Untuk itu, meski Indonesia telah diajak kerjasama militer menghadapi ISIS, pemerintah harus menolak karena ingin melakukan pendekatan secara lunak, atau soft approach dalam menghadapi perang ideologi di tanah air. Ini karena pemerintah melihat pendekatan militer di Timur Tengah tidak berhasil dalam mengatasi ideologi radikal tersebut. Pendekatan soft approach adalah pendekatan yang menggunakan agama serta budaya untuk mencegah berkembangnya ideologi radikal yang coba ditumbuhkan oleh sejumlah pihak.

Menurut Menko Polhukam, Kementerian agama, Kementerian Sosial dan semua kementerian terkait harus bekerjasama secara terpadu untuk menjalankan program deradikalisasi secara holistik. Menteri Luhut menambahkan bahwa saat ini SDM aparat penegak hukum, dan alat yang dimiliki dalam menangani masalah terorisme sudah sangat baik. Meskipun kelompok teroris sendiri telah berkembang lebih maju dalam soal alat, untuk dapat lepas dari penyadapan, namun aparat tetap berhasil mendeteksi pergerakan kelompok ini.

Contohnya saja dalam kasus bom Thamrin yang terjadi pada Januari lalu, sebenarnya telah terendus aparat sejak Desember 2015. Ini dapat terjadi karena koordinasi antara penegak hukum dalam mencegah dan menindak kasus-kasus terorisme sudah sangat baik.

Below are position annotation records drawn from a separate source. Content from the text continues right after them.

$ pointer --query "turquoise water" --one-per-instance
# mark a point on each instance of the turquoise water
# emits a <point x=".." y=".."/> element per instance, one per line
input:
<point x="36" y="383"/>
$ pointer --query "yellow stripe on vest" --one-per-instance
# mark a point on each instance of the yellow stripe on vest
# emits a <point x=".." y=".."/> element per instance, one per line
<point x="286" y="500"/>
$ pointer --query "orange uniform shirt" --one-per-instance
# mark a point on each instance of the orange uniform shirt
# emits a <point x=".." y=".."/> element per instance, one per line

Saat ini organisasi-organisasi pendukung ISIS di Indonesia masih terpecah, namun bukan berarti tidak membahayakan. Untuk itulah  pentingnya revisi UU terorisme no 15 tahun 2003 yang saat ini tengah diajukan untuk dibahas di DPR perlu segera tuntas. Salah satunya adalah agar aparat dapat melakukan tindakan preventif terhadap gerakan terorisme.